Joshua Franklin is a medical anthropologist and student in the MD/PhD Program at the University of Pennsylvania. His dissertation, entitled Following the Child’s Lead: Care and Transformation in a Pediatric Gender Clinic examined practices of gender-affirming care for children and adolescents.
Michelle Munyikwa is an MD candidate at the University of Pennsylvania, where she earned her PhD in anthropology in 2019. Working at the intersection of political and medical anthropology, she has conducted fieldwork across the United States on race, migration, and politics. Her dissertation, “Up from the Dirt: Racializing Refuge, Rupture, and Repair in Philadelphia,” integrated archival research, ethnographic participant observation, and contemporary media analysis to examine the challenges that institutions face in resettling refugees in Philadelphia.

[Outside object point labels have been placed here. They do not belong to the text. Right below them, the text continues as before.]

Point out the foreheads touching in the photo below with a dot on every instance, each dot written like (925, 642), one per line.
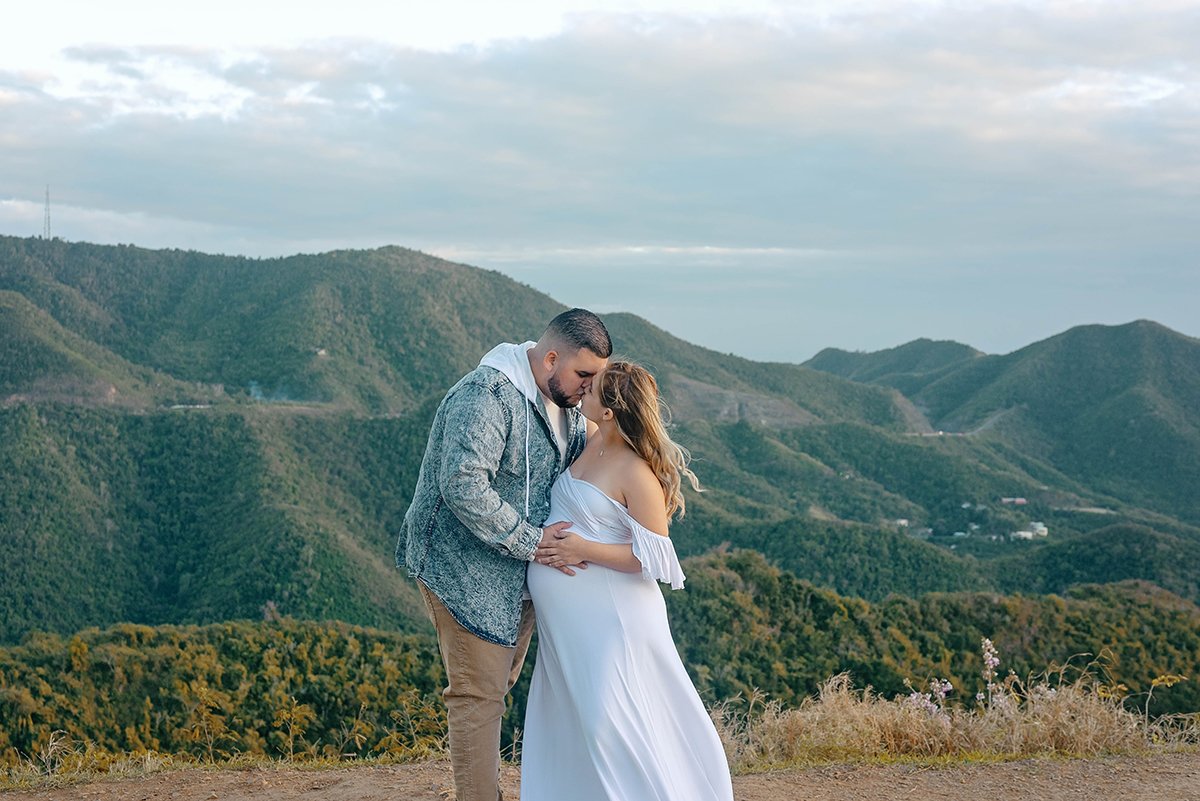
(570, 353)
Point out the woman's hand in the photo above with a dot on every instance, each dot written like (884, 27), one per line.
(565, 549)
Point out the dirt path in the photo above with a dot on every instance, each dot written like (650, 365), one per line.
(1173, 777)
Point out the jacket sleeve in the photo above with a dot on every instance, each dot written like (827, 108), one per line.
(473, 445)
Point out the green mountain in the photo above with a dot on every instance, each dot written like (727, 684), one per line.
(258, 425)
(1111, 407)
(742, 625)
(906, 367)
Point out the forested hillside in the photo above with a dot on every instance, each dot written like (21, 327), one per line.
(285, 687)
(192, 439)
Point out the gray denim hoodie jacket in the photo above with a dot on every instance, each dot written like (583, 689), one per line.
(483, 493)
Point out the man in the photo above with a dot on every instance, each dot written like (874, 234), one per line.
(499, 439)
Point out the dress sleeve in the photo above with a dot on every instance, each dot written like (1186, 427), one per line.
(657, 554)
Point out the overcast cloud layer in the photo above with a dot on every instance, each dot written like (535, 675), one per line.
(853, 174)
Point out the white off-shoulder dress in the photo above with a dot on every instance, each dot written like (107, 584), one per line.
(612, 715)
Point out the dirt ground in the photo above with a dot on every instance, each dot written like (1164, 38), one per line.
(1170, 777)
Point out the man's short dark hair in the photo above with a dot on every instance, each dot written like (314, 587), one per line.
(580, 327)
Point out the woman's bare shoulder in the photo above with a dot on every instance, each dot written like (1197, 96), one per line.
(643, 495)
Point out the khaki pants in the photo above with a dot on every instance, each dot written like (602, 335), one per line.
(479, 675)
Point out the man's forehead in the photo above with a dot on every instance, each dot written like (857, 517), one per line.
(587, 361)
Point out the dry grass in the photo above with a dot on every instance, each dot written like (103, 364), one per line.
(1066, 712)
(1050, 716)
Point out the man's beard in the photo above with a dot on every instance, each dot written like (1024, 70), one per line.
(561, 398)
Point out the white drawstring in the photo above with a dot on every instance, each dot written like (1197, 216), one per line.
(527, 461)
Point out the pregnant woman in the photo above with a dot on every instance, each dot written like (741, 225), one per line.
(612, 715)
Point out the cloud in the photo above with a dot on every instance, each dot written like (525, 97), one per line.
(927, 143)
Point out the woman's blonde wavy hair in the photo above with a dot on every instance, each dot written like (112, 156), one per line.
(641, 416)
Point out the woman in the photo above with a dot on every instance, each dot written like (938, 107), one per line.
(612, 714)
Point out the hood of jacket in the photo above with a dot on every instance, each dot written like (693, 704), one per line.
(513, 360)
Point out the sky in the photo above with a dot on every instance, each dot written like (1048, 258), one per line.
(762, 178)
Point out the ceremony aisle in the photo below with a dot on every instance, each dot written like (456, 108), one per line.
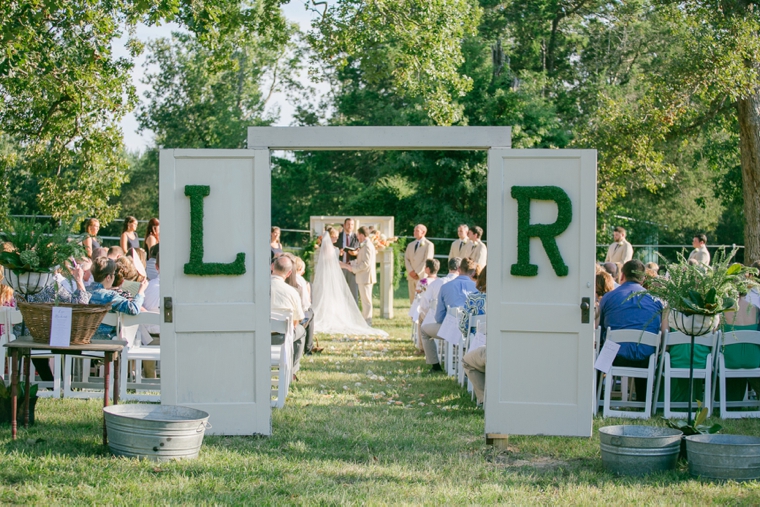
(366, 424)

[i] Anthropologists are prominent among SSH MD/PhD trainees; they represented 22% of those surveyed by Holmes et al. (2017), the most frequent discipline after health services research (24%). Our discussion here is specific to our experience as anthropologists. While it may be true in some regards for historians or bioethicists, it likely differs as well. The construction of “social sciences and humanities” as a meaningful category in relation to medicine is a topic worthy of further consideration.